La requête a été communiquée au préfet des Alpes-Maritimes, qui n’a pas produit de mémoire en défense.
Mme B… a été admise au bénéfice de l’aide juridictionnelle totale par une décision du 3 avril 2025.
Vu les autres pièces du dossier ;
Vu :
- la convention européenne de sauvegarde des droits de l’homme et des libertés fondamentales ;
- la convention internationale relative aux droits de l’enfant signée à New York le 26 janvier 1990 ;
- le code de l’entrée et du séjour des étrangers et du droit d’asile ;
- le code des relations entre le public et l’administration ;
- la loi n° 91-647 du 10 juillet 1991 ;
- le code de justice administrative ;
Le président de la formation de jugement a dispensé le rapporteur public, sur sa proposition, de prononcer des conclusions à l’audience en application de l’article R. 732-1-1 du code de justice administrative.
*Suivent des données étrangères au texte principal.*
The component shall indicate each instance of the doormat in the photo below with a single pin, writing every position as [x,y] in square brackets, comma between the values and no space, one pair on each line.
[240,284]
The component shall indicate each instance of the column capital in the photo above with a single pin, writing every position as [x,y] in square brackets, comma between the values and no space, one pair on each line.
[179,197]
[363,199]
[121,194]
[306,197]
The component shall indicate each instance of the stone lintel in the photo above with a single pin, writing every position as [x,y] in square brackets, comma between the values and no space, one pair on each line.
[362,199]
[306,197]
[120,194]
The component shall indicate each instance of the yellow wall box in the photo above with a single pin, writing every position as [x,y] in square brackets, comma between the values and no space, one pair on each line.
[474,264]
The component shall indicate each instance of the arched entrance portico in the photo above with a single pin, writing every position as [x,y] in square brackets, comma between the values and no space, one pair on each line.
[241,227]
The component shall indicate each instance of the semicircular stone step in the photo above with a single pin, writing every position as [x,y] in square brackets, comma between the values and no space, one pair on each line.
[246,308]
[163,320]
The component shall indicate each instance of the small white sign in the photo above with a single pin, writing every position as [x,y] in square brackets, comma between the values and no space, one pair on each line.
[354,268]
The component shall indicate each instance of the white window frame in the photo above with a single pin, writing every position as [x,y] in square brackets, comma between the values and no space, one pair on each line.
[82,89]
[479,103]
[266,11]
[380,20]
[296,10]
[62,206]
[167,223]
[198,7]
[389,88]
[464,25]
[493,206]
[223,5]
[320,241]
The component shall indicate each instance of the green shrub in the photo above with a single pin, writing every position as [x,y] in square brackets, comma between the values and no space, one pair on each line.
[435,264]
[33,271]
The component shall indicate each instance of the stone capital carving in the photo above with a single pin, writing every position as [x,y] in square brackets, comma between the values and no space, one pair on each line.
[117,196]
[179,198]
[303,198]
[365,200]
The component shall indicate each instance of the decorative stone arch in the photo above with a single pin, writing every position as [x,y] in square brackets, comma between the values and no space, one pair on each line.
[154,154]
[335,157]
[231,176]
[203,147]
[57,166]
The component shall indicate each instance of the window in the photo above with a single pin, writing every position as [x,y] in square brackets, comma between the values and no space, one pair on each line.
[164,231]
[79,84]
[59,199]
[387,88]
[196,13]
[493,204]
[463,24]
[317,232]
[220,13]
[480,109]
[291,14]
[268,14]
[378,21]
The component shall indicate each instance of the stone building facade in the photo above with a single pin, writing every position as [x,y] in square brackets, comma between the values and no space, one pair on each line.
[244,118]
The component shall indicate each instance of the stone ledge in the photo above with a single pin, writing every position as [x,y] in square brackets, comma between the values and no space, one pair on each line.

Les parties ont été régulièrement averties du jour de l’audience.
Ont été entendus au cours de l’audience publique du 17 octobre 2025 :
- le rapport de M. Loustalot-Jaubert, rapporteur,
- et les observations de Me Traversini, substituant Me Almairac, représentant Mme B….
Considérant ce qui suit :
Mme C… B…, ressortissante camerounaise née le 23 mars 1983, déclare être entrée en France le 7 août 2017. Par un arrêté du 27 décembre 2024, dont elle demande l’annulation, le préfet des Alpes-Maritimes a refusé de lui délivrer un titre de séjour, lui a fait obligation de quitter le territoire français dans un délai de trente jours et a fixé le pays de renvoi.
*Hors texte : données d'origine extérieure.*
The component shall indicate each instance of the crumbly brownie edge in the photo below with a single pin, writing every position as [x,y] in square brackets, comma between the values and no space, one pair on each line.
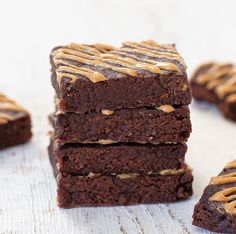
[216,211]
[132,125]
[74,191]
[121,158]
[15,132]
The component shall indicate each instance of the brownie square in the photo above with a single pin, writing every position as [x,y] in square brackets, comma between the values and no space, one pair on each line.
[216,209]
[143,125]
[96,77]
[216,83]
[120,189]
[15,123]
[118,158]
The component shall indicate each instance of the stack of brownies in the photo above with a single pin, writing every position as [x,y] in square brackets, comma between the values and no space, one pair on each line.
[120,125]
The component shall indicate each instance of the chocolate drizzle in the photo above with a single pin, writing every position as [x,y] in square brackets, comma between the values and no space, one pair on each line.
[221,78]
[76,60]
[227,195]
[9,110]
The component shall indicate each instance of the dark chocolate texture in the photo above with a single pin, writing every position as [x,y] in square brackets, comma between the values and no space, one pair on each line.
[15,123]
[145,74]
[118,158]
[143,125]
[216,209]
[216,83]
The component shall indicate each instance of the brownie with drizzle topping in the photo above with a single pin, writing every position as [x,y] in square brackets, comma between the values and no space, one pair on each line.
[118,158]
[142,125]
[91,189]
[216,210]
[216,83]
[15,123]
[96,77]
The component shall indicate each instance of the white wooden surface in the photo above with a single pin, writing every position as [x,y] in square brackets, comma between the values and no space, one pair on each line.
[29,29]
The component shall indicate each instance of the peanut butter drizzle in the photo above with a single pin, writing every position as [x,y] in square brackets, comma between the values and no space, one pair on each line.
[145,48]
[215,72]
[7,105]
[231,98]
[227,195]
[166,108]
[224,179]
[162,65]
[102,55]
[107,112]
[230,201]
[231,165]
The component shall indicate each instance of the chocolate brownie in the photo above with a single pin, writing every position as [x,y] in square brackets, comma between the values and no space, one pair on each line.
[15,123]
[99,76]
[216,209]
[160,125]
[216,83]
[121,189]
[118,158]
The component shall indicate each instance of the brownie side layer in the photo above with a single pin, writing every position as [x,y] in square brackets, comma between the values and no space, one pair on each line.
[118,158]
[133,125]
[117,93]
[15,132]
[211,215]
[74,191]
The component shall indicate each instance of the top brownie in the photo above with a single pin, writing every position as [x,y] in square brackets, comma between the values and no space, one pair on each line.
[99,76]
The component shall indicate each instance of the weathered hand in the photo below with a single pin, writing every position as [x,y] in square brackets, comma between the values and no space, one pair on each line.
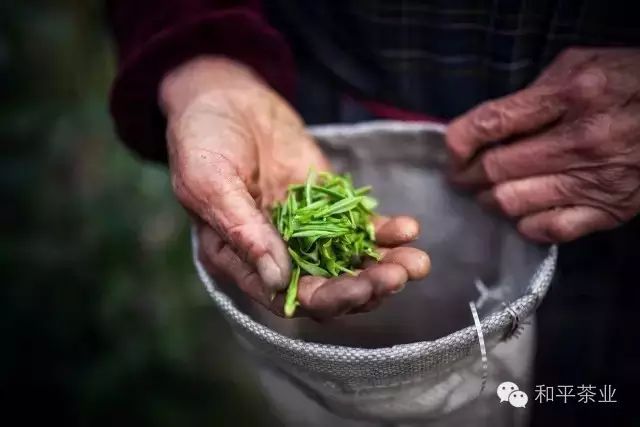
[563,155]
[234,147]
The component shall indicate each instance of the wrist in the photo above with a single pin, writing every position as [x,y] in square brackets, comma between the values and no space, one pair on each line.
[213,78]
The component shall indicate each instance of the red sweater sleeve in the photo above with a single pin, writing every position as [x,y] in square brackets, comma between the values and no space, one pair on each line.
[154,36]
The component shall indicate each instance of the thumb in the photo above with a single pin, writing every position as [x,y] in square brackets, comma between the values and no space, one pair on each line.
[208,184]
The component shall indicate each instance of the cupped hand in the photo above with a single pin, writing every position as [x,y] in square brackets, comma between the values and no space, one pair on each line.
[234,147]
[563,155]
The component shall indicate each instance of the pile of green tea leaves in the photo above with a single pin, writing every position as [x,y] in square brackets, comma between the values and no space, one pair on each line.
[326,223]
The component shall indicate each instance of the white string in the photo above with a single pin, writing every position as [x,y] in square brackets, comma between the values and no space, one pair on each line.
[483,349]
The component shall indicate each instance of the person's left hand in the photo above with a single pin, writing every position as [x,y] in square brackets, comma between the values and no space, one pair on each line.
[563,155]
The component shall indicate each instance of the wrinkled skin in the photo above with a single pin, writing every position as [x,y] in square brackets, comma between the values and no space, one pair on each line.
[234,146]
[563,155]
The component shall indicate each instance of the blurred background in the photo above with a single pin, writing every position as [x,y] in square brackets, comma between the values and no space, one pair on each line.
[102,319]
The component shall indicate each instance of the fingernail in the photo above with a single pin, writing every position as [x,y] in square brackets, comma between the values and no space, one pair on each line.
[270,272]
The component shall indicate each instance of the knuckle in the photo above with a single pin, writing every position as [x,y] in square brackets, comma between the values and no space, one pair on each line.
[589,84]
[570,53]
[508,201]
[592,137]
[613,189]
[488,120]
Sur les conclusions à fin d’annulation :
Il ressort des motifs mêmes de l’arrêté en litige que pour refuser de délivrer un titre de séjour à Mme B… sur le fondement de l’article L. 425-9 du code de l’entrée et du séjour des étrangers et du droit d’asile, le préfet des Alpes-Maritimes s’est borné à mentionner les termes de l’avis émis le 18 décembre 2023 par le collège de médecins de l’OFII, selon lequel l’état de santé de l’intéressée nécessite une prise en charge médicale, dont le défaut peut entraîner des conséquences d’une exceptionnelle gravité, mais qu’eu égard à l’offre de soins et aux caractéristiques du système de santé dans le pays dont elle est originaire, elle peut y bénéficier effectivement d’un traitement approprié. Par une telle motivation, dépourvue d’appropriation de cet avis, le préfet doit être regardé comme s’étant estimé lié par cet avis et a donc méconnu l’étendue de sa compétence.
Il résulte de ce qui précède que, sans qu’il soit besoin de se prononcer sur les autres moyens de la requête, Mme B… est fondée à demander l’annulation de l’arrêté du préfet des Alpes-Maritimes du 27 décembre 2024.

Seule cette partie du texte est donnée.